One of our first favorites was to use the first tile as a quick link into the schedule . This approach seemed to promise the quickest path to the schedule and an easy to learn pattern. However, when we did usability testing, we found that users failed to realize that the tile was a link and so never discovered the path to the schedule, leading to further exploration.
One of the more elaborate explorations we did, was one that embedded the full schedule within the tab on the CDP. This would utilize the powerful filtering in the schedule and reduce the need to load a new page to find what the user is looking for. After some engineering investigation and considering our other options I steered the team away from this approach since it added too much technical complexity while also embedding too much to the detail page that wasn't truly related to the event the page was built for.
It had been a longtime desire to accomodate more than one rail beneath the tabs, so we investigated if this might be our opportunity to update the page to support that capability while also solving the problem of ingress visibility.
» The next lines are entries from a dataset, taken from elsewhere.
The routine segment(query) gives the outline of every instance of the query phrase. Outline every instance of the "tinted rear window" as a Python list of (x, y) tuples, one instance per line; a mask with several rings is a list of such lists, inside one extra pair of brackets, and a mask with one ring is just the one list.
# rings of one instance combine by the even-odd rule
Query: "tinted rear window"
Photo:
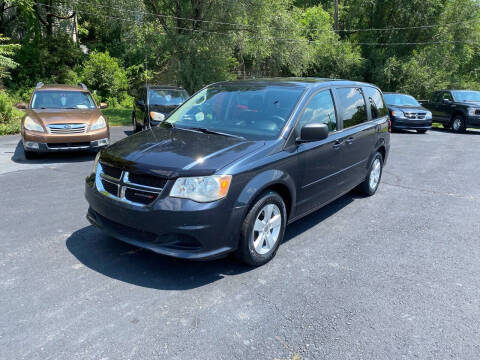
[(338, 88), (336, 92), (341, 103), (340, 113), (345, 129), (367, 121), (367, 108), (362, 89)]

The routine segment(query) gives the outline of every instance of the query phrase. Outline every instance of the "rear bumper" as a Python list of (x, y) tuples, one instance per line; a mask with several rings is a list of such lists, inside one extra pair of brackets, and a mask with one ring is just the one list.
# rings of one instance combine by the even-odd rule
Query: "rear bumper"
[[(168, 186), (164, 193), (168, 194)], [(87, 219), (106, 234), (153, 252), (191, 260), (221, 257), (238, 246), (244, 207), (224, 201), (200, 204), (160, 195), (151, 206), (136, 207), (100, 194), (91, 177), (85, 197)]]

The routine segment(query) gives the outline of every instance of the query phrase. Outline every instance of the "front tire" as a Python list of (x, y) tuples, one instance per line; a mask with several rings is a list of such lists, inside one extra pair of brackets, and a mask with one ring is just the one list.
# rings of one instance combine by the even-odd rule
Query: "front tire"
[(372, 196), (377, 192), (383, 173), (383, 156), (379, 152), (373, 157), (368, 170), (367, 178), (360, 184), (358, 189), (366, 196)]
[(467, 126), (462, 115), (456, 115), (452, 120), (452, 130), (456, 133), (464, 133)]
[(283, 241), (286, 223), (282, 197), (274, 191), (260, 195), (243, 221), (237, 257), (251, 266), (269, 262)]

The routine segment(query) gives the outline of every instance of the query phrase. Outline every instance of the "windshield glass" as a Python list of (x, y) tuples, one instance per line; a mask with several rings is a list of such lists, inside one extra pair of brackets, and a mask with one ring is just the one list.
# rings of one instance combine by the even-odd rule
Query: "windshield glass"
[(302, 93), (300, 87), (214, 85), (190, 98), (166, 121), (176, 127), (272, 140), (280, 135)]
[(452, 91), (453, 97), (456, 101), (468, 102), (475, 101), (480, 102), (480, 91)]
[(32, 109), (95, 109), (92, 96), (81, 91), (36, 91)]
[(188, 95), (184, 90), (150, 89), (148, 103), (150, 105), (180, 105), (187, 100)]
[(384, 94), (385, 102), (388, 105), (398, 106), (420, 106), (413, 96), (404, 94)]

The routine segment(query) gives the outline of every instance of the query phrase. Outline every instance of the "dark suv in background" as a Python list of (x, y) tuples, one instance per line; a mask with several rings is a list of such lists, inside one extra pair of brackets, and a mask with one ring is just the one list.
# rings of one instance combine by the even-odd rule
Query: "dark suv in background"
[(176, 86), (148, 85), (140, 88), (133, 105), (133, 130), (138, 132), (158, 125), (188, 97), (185, 89)]
[(103, 150), (87, 218), (157, 253), (269, 261), (285, 227), (355, 187), (373, 195), (390, 148), (380, 90), (328, 79), (222, 82)]
[(423, 106), (432, 112), (434, 122), (454, 132), (465, 132), (467, 127), (480, 128), (480, 91), (436, 91)]

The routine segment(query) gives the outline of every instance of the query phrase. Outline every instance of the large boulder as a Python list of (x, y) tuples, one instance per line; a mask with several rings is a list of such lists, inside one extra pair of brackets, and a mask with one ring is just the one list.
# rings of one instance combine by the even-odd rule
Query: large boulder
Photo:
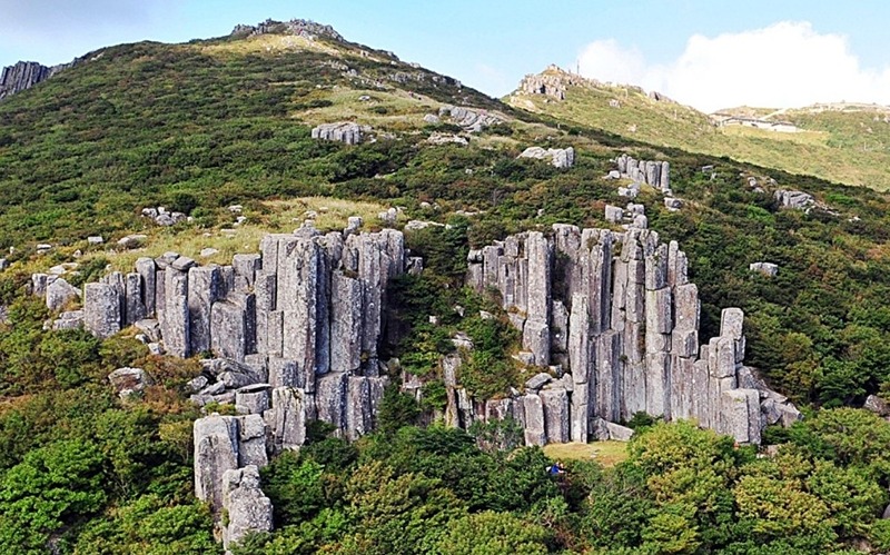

In the end, this seemed to add too much visual noise to be a good solution for this immediate problem, but it allowed us to further refine our approach to multi-rail tabs and understand the opportunities and limitations of that pattern.
Our winning solution was a simplified single tab that would house live and upcoming events in a single rail, but would have a very clear entry point to the schedule. It wasn't as visual as the tile, or as complex as the embedded schedule, but it would provide clarity for users and connect them to the events that they love in the best way possible within the timeframe we had.
Launch
Max’ Paris Olympics coverage was a great success, establishing our product as a major international streamer. We saw impressive engagement with the EDP generally, and a lot of traffic using the new features, especially the ingress to the schedule.